For someone who dreamed up the torture-porn orgy that the “Saw” franchise has become, Wan’s visual effects in this film are surprisingly innovative, even restrained at times. At one point, autonomous flashbulbs signal the presence of unseen malevolent spirits, recalling the barrels that indicated the approaching shark in “Jaws.” The evil spirits themselves are, as usual, less scary when we finally see them than when they remain an intimation hovering just out of frame, but they’re perfectly serviceable. It’s a credit to Wan that the appearances of the ghouls themselves don’t make or break the rest of the film.
Recalling “The Shining,” “Insidious” also relies heavily on its soundscape to create an atmosphere of menace, something that Joseph Bishara’s score accomplishes with aplomb. His heavy use of strings recalls not just Kubrick’s favored composers (Georgi Ligeti above all) but even Bernard Hermann. It’s impossible not to think of “Psycho” when those violins are being sawed at.

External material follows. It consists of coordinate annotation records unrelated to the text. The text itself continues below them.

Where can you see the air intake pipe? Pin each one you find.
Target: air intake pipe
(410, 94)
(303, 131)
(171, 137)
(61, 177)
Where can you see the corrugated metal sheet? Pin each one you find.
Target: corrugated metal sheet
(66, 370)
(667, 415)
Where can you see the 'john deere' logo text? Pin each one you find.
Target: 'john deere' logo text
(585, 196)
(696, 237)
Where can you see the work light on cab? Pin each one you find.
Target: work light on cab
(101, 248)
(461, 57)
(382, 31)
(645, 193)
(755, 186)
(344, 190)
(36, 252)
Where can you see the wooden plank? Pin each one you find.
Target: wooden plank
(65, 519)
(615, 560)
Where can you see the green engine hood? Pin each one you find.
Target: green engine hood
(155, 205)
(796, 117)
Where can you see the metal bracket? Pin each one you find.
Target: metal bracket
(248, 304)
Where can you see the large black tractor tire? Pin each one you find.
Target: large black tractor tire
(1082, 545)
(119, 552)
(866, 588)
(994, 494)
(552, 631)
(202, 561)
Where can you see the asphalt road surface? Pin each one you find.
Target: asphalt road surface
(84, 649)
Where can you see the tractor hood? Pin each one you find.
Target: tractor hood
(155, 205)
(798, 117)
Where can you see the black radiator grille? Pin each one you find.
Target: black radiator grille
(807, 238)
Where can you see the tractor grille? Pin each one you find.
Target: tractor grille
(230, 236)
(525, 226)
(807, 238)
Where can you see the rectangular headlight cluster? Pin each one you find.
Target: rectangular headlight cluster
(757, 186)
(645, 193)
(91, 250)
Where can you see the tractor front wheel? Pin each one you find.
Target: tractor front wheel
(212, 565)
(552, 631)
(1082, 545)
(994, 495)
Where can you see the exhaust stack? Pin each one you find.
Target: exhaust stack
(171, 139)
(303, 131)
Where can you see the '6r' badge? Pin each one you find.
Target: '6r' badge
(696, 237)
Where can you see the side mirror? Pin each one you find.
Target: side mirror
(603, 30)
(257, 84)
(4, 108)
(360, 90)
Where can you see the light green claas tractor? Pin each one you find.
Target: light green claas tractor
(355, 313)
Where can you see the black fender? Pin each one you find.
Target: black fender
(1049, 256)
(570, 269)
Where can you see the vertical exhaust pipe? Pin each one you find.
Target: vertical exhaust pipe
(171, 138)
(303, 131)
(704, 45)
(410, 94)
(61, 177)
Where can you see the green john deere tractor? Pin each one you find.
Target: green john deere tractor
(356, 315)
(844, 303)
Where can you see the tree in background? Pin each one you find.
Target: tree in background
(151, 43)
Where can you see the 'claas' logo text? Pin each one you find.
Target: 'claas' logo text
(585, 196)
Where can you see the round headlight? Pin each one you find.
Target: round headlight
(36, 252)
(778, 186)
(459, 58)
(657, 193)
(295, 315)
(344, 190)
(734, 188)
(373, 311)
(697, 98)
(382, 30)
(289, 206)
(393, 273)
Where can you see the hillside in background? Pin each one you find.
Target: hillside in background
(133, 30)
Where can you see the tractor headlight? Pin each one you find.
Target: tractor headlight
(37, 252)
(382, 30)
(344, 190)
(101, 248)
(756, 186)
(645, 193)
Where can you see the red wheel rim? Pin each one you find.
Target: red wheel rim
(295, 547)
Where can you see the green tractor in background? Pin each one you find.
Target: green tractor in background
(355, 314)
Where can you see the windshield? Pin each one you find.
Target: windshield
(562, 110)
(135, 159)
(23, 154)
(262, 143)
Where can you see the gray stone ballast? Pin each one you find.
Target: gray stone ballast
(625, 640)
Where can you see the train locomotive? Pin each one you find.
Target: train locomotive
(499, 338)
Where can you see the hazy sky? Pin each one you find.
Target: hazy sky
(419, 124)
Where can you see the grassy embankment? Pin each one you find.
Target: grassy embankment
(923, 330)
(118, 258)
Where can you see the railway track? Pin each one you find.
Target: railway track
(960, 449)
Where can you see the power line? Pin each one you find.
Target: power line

Overall, Wan is to be commended for his effort to update the haunted house genre and for stepping outside the glut of degradation films (some admittedly of his own making) that enjoy inexplicable popularity these days. Far from feeling dated or overly nostalgic, “Insidious” is pleasantly reminiscent of many of the best horror films of the past 40 years, but remains firmly anchored in the 21st century. It’s a welcome addition to the canon and, hopefully, the first in a long line of non-“Saw” films for Wan and company.
“Insidious” is available on DVD from Netflix.